Taking care of a dog is a bit like babysitting. You will be caring for an animal that will be depending on you for food, water, exercise and interaction. But before you agree to do this, you must ask some important questions so that the whole dog sitting experience works out well for you, the dog and your friend.
1. How Often and when Should I Feed the Dog?
The answer may seem simple to you, but it is more complex than you imagine. A dog will have his own routine that he follows each day and you would do well to try and keep to the usual feeding routine so that the dog does not become distressed by too many changes all at once. It will be bad enough that his owner is gone, but if you also change his feeding routine, this can cause further disruption to the dog’s life.

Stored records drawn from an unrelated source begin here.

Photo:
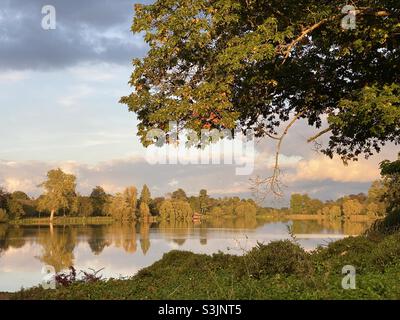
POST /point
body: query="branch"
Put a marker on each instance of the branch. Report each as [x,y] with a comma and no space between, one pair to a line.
[313,138]
[359,11]
[273,183]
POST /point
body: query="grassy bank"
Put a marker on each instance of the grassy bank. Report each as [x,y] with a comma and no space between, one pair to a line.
[280,270]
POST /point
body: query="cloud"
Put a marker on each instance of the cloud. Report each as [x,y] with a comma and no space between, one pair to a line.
[13,76]
[173,183]
[323,168]
[90,30]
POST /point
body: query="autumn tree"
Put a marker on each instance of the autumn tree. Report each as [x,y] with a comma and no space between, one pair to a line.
[119,208]
[204,201]
[99,199]
[167,210]
[390,171]
[144,211]
[145,195]
[258,65]
[179,194]
[145,199]
[352,207]
[84,206]
[130,195]
[59,192]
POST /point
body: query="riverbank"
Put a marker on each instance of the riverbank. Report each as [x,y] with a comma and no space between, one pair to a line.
[279,270]
[63,221]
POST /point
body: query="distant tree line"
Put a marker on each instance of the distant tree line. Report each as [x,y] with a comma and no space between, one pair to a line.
[60,198]
[371,204]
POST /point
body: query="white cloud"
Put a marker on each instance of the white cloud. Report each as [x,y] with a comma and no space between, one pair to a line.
[324,168]
[173,183]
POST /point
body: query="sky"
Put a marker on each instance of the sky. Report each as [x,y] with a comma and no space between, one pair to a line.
[59,93]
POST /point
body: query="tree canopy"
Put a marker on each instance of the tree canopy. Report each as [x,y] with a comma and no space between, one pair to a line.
[257,63]
[60,191]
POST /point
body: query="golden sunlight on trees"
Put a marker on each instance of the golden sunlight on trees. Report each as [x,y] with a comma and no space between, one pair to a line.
[59,192]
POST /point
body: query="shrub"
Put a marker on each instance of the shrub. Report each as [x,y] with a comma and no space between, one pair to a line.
[278,257]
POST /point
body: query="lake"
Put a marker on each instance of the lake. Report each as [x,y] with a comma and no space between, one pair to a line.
[124,249]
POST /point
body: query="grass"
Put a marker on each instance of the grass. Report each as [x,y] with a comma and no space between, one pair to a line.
[279,270]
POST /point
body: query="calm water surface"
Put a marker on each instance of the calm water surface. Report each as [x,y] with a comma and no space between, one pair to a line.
[124,249]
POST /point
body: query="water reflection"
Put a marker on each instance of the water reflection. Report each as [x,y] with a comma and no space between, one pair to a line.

2. Does the Dog Stay Outside During the Daytime?
It is important to know where the dog is kept during the daytime. If you will be dog sitting and juggling work and family commitments at the same time, you will have to manage your time well. Dogs who stay outside during the daytime will not take too much care and attention while you are at work. Simply feed and water the dog and place him outside until you return home.
3. When Does the Dog Go for Walks and for How Long?
If possible, try to keep to the dog’s routine, but if a 45 minute morning walk does not fit in with your own schedule, then you will need to make adjustments to your routine. Try to reach a compromise that will still allow the dog to go out for a few minutes each morning, such as a 10 minute walk before work and a lengthier walk to make up for it when you get home.
4. Is it Safe to Let the Dog Run Free when Going for a Walk?
Each dog is different. Do not assume that what works for your own dog or some other dog you know will work for your friend’s dog too. That means not all dogs can be let loose when going for a walk. Some dogs will seek out other dogs and become aggressive. Others may approach children and try to jump all over them. Yet still others decide to run away if given the chance to. Even if your friend insists that Fido is perfectly well behaved when let loose, do not go by that alone. You will be responsible for the dog while he is in your care. So it is best to keep the dog on a lead rather than allow him to run freely. If the dog disrupts other dogs, children, or runs away, you will ultimately be responsible for the dog’s actions.
Dog sitting for friends can be rewarding and fun, as you get to interact with the dog and spend time caring for him. You may even be able to build up a bond with the dog, that you did not have before. But before agreeing to care for your friend’s dog, be sure to ask how you should care for him.